Alison Goldfrapp

If you’ve wasted time at work reading music press recently, you’re no doubt aware that Goldfrapp’s latest represents a substantial departure from Black Cherry and Supernature. But is Seventh Tree really that radical a shift?

For the most part, it sounds like a thoroughly improved, tightened re-do of their debut, Felt Mountain, a largely confused, messy mash-up of Portishead, David Arnold, The Notwist and the Wizard Of Oz soundtrack.

MP3: Goldfrapp - “Deer Stop” (from Felt Mountain, 2000).

With Seventh Tree, the dated production of Felt Mountain is thankfully replaced with slow, chartreuse river strings borrowed from Kate Bush or Nick Drake:

MP3: Kate Bush - “The Man With The Child In His Eyes” (from The Kick Inside, 1978).

MP3: Nick Drake - “Way To Blue” (from Five Leaves Left, 1969).

MP3: Goldfrapp - “Clowns” (from Seventh Tree, 2008).

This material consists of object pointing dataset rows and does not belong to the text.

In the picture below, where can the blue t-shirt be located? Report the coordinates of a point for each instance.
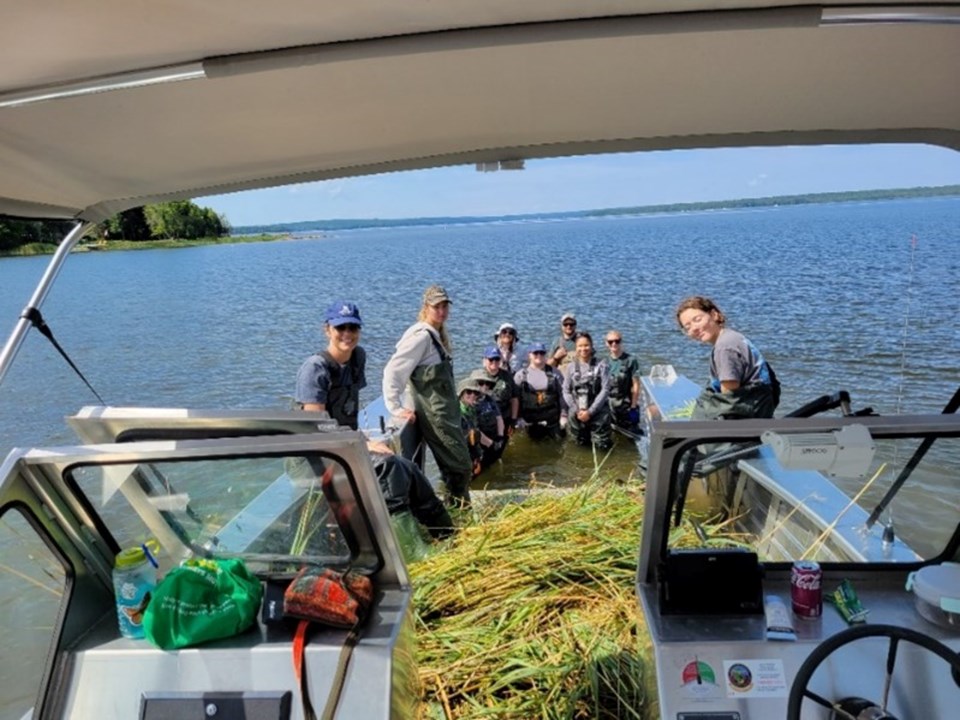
(323, 381)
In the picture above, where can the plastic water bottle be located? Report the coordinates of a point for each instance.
(134, 577)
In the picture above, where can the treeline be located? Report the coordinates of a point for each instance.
(808, 199)
(812, 198)
(177, 220)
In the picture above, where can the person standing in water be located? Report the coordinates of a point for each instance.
(586, 390)
(742, 384)
(624, 384)
(561, 354)
(542, 409)
(331, 380)
(506, 339)
(423, 359)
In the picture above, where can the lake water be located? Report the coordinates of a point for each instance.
(837, 297)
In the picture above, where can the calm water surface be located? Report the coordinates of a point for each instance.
(836, 296)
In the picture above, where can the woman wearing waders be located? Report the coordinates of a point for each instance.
(330, 381)
(586, 389)
(742, 383)
(423, 360)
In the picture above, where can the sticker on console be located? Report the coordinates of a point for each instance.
(754, 678)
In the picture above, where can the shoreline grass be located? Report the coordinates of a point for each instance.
(532, 612)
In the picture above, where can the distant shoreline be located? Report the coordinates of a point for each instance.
(808, 199)
(112, 245)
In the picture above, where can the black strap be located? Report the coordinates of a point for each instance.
(36, 319)
(442, 351)
(339, 677)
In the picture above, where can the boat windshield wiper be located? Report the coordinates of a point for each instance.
(948, 409)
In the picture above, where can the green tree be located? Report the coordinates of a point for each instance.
(183, 219)
(127, 225)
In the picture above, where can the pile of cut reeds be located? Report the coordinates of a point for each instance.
(531, 612)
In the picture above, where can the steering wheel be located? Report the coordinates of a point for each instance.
(800, 690)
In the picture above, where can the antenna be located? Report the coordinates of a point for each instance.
(888, 525)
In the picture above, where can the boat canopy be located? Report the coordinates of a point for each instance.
(111, 104)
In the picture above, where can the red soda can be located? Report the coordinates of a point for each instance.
(805, 593)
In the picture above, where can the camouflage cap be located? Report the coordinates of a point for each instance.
(435, 294)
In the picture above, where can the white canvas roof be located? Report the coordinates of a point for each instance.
(295, 90)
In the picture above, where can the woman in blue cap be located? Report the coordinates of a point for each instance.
(330, 380)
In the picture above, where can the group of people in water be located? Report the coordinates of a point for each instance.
(468, 425)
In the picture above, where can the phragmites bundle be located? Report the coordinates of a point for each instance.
(532, 613)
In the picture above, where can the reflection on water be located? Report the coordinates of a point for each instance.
(834, 295)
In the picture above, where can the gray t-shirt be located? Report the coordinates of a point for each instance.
(735, 358)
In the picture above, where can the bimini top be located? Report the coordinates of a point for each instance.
(109, 104)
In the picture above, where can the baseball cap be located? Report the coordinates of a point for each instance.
(435, 294)
(343, 313)
(469, 383)
(480, 376)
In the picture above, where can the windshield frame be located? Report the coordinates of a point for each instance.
(670, 439)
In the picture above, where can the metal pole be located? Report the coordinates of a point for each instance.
(12, 346)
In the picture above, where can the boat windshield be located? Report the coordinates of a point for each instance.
(275, 512)
(896, 502)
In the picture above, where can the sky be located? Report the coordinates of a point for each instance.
(597, 181)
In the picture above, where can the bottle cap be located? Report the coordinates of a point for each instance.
(131, 557)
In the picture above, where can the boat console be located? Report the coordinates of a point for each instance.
(726, 540)
(252, 488)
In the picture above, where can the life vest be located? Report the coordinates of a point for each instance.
(343, 397)
(587, 381)
(540, 405)
(502, 392)
(487, 414)
(621, 380)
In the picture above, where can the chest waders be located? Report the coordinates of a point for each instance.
(502, 392)
(621, 381)
(586, 387)
(540, 406)
(343, 398)
(438, 419)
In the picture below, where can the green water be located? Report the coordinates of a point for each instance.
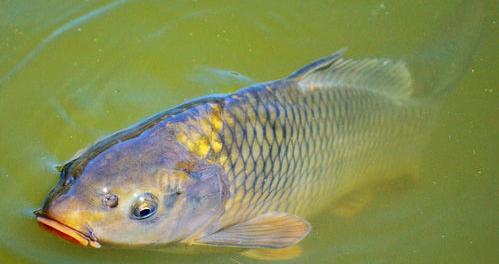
(74, 71)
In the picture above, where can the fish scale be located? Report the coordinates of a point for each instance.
(311, 135)
(216, 169)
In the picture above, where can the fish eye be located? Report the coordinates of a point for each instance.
(69, 180)
(144, 206)
(110, 200)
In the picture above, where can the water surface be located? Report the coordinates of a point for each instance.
(72, 72)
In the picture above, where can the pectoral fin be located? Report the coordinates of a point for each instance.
(273, 253)
(270, 230)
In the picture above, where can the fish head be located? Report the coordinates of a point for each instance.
(142, 191)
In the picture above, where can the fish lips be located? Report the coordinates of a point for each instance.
(66, 232)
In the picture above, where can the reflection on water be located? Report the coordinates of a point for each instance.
(72, 72)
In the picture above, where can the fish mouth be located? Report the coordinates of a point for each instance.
(66, 232)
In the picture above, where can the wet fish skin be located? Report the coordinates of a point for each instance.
(224, 168)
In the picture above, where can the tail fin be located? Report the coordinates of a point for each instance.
(444, 60)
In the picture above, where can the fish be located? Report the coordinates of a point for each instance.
(247, 169)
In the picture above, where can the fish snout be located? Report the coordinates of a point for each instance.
(61, 217)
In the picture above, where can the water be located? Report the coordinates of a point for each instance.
(74, 71)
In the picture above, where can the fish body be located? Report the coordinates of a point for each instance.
(247, 169)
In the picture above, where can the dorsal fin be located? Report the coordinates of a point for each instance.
(391, 78)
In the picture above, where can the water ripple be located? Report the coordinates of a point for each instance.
(56, 33)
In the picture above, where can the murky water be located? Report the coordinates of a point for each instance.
(74, 71)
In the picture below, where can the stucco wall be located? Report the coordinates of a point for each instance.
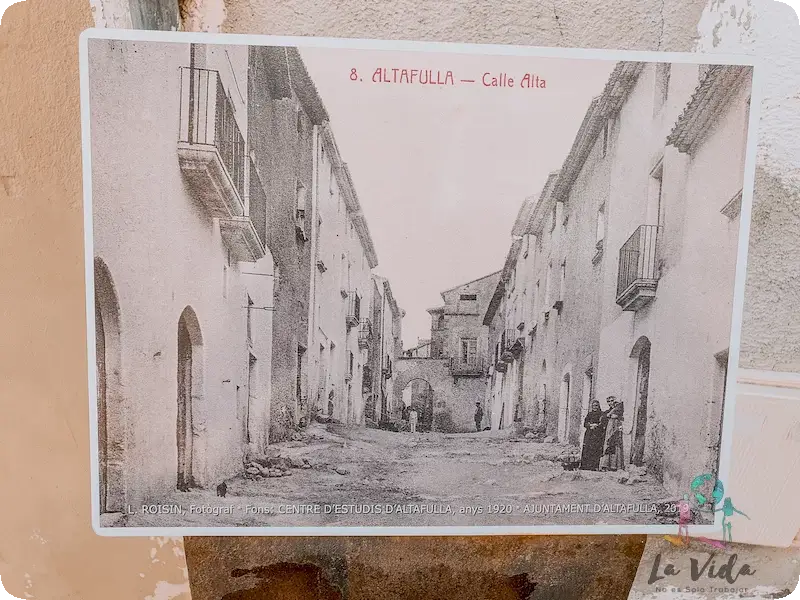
(45, 551)
(141, 195)
(454, 398)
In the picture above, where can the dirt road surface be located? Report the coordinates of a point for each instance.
(372, 477)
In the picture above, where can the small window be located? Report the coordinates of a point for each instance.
(249, 320)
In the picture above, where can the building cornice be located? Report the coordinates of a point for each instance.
(347, 188)
(520, 227)
(543, 206)
(494, 303)
(390, 297)
(716, 89)
(615, 93)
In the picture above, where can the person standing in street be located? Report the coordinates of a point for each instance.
(478, 416)
(596, 424)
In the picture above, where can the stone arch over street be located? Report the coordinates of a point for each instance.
(110, 401)
(640, 355)
(454, 398)
(418, 395)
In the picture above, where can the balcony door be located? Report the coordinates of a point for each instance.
(469, 352)
(190, 386)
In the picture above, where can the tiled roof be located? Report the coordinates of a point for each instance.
(717, 87)
(345, 182)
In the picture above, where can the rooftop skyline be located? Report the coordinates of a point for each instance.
(441, 171)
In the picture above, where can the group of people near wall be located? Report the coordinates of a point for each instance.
(602, 442)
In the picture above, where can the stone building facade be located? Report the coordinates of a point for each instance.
(182, 269)
(285, 115)
(633, 245)
(455, 367)
(232, 265)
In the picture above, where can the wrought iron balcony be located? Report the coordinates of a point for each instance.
(364, 334)
(467, 368)
(509, 339)
(240, 236)
(353, 316)
(210, 143)
(637, 278)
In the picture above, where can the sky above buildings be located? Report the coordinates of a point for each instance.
(441, 171)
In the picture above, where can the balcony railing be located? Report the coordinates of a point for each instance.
(638, 273)
(353, 316)
(365, 333)
(211, 147)
(467, 368)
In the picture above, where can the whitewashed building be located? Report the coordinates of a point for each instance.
(182, 275)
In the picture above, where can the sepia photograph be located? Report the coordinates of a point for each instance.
(380, 287)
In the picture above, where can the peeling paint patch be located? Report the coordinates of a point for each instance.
(169, 591)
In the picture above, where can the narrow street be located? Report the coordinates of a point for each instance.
(423, 479)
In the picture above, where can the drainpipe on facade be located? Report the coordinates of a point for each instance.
(312, 295)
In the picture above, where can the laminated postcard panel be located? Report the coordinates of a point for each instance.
(371, 287)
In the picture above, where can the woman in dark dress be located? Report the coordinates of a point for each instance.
(595, 424)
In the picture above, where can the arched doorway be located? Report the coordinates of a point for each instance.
(190, 394)
(110, 406)
(563, 408)
(641, 352)
(418, 395)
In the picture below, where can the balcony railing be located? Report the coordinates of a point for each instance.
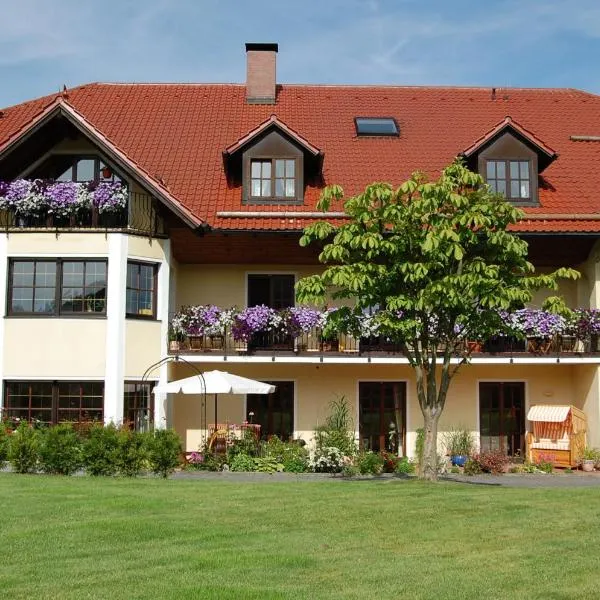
(139, 214)
(261, 330)
(313, 342)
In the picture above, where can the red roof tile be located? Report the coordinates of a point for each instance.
(180, 132)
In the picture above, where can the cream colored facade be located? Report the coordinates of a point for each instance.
(569, 381)
(118, 350)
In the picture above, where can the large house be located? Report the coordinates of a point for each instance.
(199, 195)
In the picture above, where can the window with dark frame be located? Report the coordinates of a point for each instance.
(273, 412)
(511, 178)
(376, 126)
(138, 405)
(82, 169)
(54, 402)
(57, 287)
(141, 290)
(382, 415)
(273, 179)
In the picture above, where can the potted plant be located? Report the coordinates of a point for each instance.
(589, 458)
(459, 445)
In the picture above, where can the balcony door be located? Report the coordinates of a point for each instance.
(274, 291)
(273, 412)
(382, 415)
(502, 416)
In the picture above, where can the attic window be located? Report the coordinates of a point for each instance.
(380, 126)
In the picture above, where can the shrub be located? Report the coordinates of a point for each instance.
(100, 450)
(472, 467)
(164, 451)
(459, 442)
(23, 451)
(329, 460)
(494, 462)
(405, 466)
(338, 429)
(4, 443)
(242, 462)
(268, 464)
(350, 471)
(370, 463)
(390, 461)
(248, 444)
(292, 455)
(132, 455)
(60, 450)
(544, 466)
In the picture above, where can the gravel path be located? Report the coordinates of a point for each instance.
(577, 479)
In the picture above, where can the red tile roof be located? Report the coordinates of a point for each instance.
(177, 134)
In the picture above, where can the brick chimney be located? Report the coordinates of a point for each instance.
(261, 79)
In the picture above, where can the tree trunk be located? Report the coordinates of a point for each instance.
(431, 416)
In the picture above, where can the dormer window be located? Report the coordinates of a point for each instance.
(272, 164)
(273, 179)
(511, 178)
(510, 158)
(84, 169)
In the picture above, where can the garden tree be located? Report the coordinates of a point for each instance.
(438, 262)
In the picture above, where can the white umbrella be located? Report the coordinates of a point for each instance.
(215, 382)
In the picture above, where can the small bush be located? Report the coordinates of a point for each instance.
(60, 450)
(405, 466)
(338, 429)
(494, 462)
(472, 467)
(544, 466)
(268, 465)
(329, 460)
(132, 456)
(4, 443)
(23, 451)
(164, 451)
(242, 462)
(390, 461)
(370, 463)
(248, 444)
(100, 450)
(350, 471)
(293, 455)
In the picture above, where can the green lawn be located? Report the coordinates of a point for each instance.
(110, 538)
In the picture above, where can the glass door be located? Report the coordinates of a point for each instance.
(502, 417)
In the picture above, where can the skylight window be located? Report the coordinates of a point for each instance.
(376, 126)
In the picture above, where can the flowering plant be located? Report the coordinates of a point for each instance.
(30, 197)
(531, 322)
(255, 319)
(302, 319)
(328, 460)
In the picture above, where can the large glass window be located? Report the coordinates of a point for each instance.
(273, 412)
(138, 405)
(80, 401)
(54, 402)
(502, 417)
(382, 415)
(273, 179)
(141, 290)
(28, 401)
(83, 286)
(511, 178)
(57, 287)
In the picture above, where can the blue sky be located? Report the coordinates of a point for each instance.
(539, 43)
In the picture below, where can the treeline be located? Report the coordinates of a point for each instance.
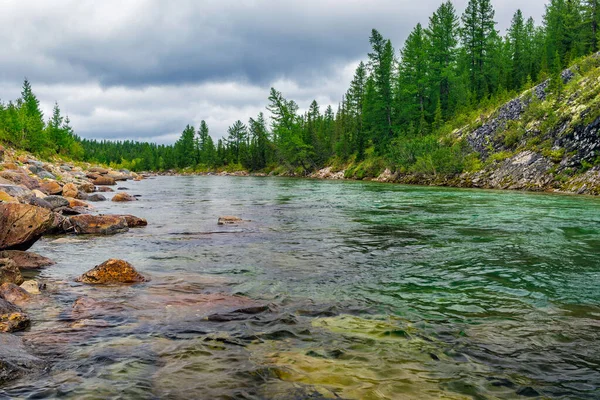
(399, 103)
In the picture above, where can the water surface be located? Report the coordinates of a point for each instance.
(333, 290)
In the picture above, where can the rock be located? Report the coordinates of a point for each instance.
(9, 272)
(26, 260)
(86, 187)
(14, 294)
(21, 178)
(39, 194)
(18, 192)
(112, 271)
(121, 197)
(96, 197)
(21, 225)
(97, 224)
(57, 202)
(70, 190)
(77, 203)
(12, 318)
(104, 181)
(133, 221)
(31, 287)
(229, 220)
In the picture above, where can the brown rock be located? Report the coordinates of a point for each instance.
(133, 221)
(9, 272)
(70, 190)
(26, 260)
(21, 225)
(104, 181)
(123, 197)
(14, 294)
(51, 187)
(112, 271)
(229, 220)
(12, 319)
(97, 224)
(21, 178)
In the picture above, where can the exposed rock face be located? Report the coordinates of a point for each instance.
(26, 259)
(9, 272)
(51, 187)
(121, 197)
(133, 221)
(14, 294)
(96, 224)
(70, 190)
(229, 220)
(104, 181)
(111, 272)
(12, 318)
(21, 225)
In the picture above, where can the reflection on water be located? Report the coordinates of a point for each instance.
(334, 290)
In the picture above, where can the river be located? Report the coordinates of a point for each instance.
(332, 290)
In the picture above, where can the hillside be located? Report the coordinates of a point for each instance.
(539, 141)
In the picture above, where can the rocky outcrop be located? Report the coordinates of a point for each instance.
(26, 259)
(9, 272)
(21, 225)
(96, 224)
(111, 272)
(122, 197)
(12, 318)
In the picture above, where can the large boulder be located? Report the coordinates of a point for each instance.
(9, 272)
(104, 181)
(21, 178)
(70, 190)
(21, 225)
(121, 197)
(96, 224)
(26, 259)
(111, 272)
(12, 318)
(14, 294)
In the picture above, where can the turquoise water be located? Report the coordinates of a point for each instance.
(374, 291)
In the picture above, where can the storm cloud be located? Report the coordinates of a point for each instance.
(142, 70)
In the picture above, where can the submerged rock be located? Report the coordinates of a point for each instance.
(9, 272)
(26, 260)
(96, 224)
(120, 197)
(21, 225)
(12, 318)
(112, 271)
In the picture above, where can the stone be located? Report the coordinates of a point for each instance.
(104, 181)
(121, 197)
(14, 294)
(133, 221)
(12, 318)
(31, 287)
(229, 220)
(96, 224)
(70, 190)
(57, 202)
(9, 272)
(96, 197)
(20, 178)
(111, 272)
(21, 225)
(26, 259)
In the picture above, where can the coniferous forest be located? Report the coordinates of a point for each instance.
(398, 111)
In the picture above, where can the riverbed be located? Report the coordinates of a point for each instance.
(329, 290)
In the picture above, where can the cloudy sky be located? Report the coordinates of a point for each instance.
(134, 69)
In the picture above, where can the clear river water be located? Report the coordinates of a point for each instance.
(343, 290)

Seventh Tree is a lovely record, perfect for an autumn Sunday picnic. And it is admirable to see a band move so emphatically from one sound to another from record to record (take note Strokes, 50 Cent, Kaiser Chiefs, et al). The vocals are as ethereal and beautiful as ever, and the strings stir like branches in a meadow. Sometimes, like on the first half of A&E, we even get a return to the straight-up pop of Goldfrapp’s earlier work (minus a big beat, of course).

But it’s tough to shake the feeling that Seventh Tree is largely a genre exercise — a love note written in fine script that doesn’t say all that much. It’s difficult not to yearn for that electrified whip strut that Alison Goldfrapp executed so perfectly:

MP3: Goldfrapp - “Strict Machine” (from Black Cherry, 2003).